Toxic effects of mercuric sulfide on immune organs in mice

• Published in: Immunopharmacology and immunotoxicology Vol. 32; no. 2; pp. 277 - 283
• Main Authors: Son, Hee-Young, Lee, Soyoung, Park, Seung-Bin, Kim, Mi-Sun, Choi, Eun-Ju, Singh, Thoudam S.K., Bae, Yunju, Kwack, Seung Jun, Kang, Tae Seok, Shin, Hong-In, Baek, Moon-Chang, Kim, Sang- Hyun
• Format: Journal Article
• Language: English
• Published: England Informa UK Ltd 01.06.2010; Taylor & Francis
• Subjects: Administration, Oral; Animals; Chemical and Drug Induced Liver Injury - etiology; Chemical and Drug Induced Liver Injury - immunology; Chemical and Drug Induced Liver Injury - pathology; Cytokines - genetics; Cytokines - immunology; Gastrointestinal Tract - metabolism; Gene Expression - drug effects; Hepatocytes - drug effects; Hepatocytes - pathology; Immune systems; Liver - drug effects; Liver - enzymology; Liver - metabolism; Liver - pathology; Liver Function Tests; Lymphocytes - cytology; Lymphocytes - drug effects; Lymphocytes - immunology; Male; Mercuric sulfide; Mercury Compounds - pharmacokinetics; Mercury Compounds - toxicity; Mice; Mice, Inbred ICR; Organ Size - drug effects; Reverse Transcriptase Polymerase Chain Reaction; Spleen - drug effects; Spleen - immunology; Spleen - pathology; T lymphocytes; Thymus Gland - drug effects; Thymus Gland - immunology; Thymus Gland - pathology; Tissue Distribution
• ISSN: 0892-3973; 1532-2513
• DOI: 10.3109/08923970903305499

Mercuric sulfide (HgS) is a major component of cinnabar, which has been used as a sedative drug in China for more than 2000 years.
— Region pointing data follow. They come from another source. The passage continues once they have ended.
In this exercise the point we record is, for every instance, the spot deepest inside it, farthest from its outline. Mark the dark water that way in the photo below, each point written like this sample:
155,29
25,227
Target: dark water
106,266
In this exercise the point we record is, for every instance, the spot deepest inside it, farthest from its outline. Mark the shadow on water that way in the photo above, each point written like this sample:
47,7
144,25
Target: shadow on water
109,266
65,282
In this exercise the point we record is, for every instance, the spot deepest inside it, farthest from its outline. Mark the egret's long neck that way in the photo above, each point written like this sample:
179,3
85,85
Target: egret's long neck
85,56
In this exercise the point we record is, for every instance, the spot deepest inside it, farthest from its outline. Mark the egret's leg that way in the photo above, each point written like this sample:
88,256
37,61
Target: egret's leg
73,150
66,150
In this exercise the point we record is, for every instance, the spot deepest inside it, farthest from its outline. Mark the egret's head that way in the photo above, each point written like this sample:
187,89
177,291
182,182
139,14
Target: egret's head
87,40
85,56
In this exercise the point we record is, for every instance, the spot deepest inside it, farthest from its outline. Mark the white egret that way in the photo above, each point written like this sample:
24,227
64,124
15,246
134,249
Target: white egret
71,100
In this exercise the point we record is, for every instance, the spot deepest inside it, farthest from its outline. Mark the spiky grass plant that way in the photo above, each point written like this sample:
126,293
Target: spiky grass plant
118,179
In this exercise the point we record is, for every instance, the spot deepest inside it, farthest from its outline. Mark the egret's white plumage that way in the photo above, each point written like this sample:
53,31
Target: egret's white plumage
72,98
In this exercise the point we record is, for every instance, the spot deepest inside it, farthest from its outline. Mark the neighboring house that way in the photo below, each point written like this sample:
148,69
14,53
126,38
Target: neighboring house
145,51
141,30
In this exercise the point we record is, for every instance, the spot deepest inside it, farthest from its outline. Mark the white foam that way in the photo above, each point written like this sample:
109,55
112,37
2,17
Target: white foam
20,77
Because its toxicological effects are still unclear, we attempted to verify the toxic effects of HgS, focused on liver and immune organs such as the spleen and thymus. Male ICR mice were administered HgS (0.02, 0.2, 2.0 g/kg/day) by gavage for 4 weeks. During the administration period, HgS-treated mice did not reveal overt signs of clinical toxicity. HgS had no significant effect on body weight, food consumption, water consumption, and organ weights. In spite of its known insolubility, HgS was absorbed by the gastrointestinal tract and accumulated in the liver, spleen and thymus in a dose-dependent manner. In the biochemical and histological examination, HgS did not cause hepatotoxicity. However, HgS significantly increased both CD8+ T lymphocytes and CD4+CD8+ lymphocyte populations in the spleen without changing in the thymus. In the histological evaluation, HgS induced enlargement with marked hyperplasia and increase of lymphoid follicles in the spleen. In addition, HgS induced the gene expression of pro-inflammatory cytokines in the spleen and thymus. Our results suggest that insoluble HgS was absorbed by the gastrointestinal tract, accumulated in the spleen and thymus, and thus could affect immune systems.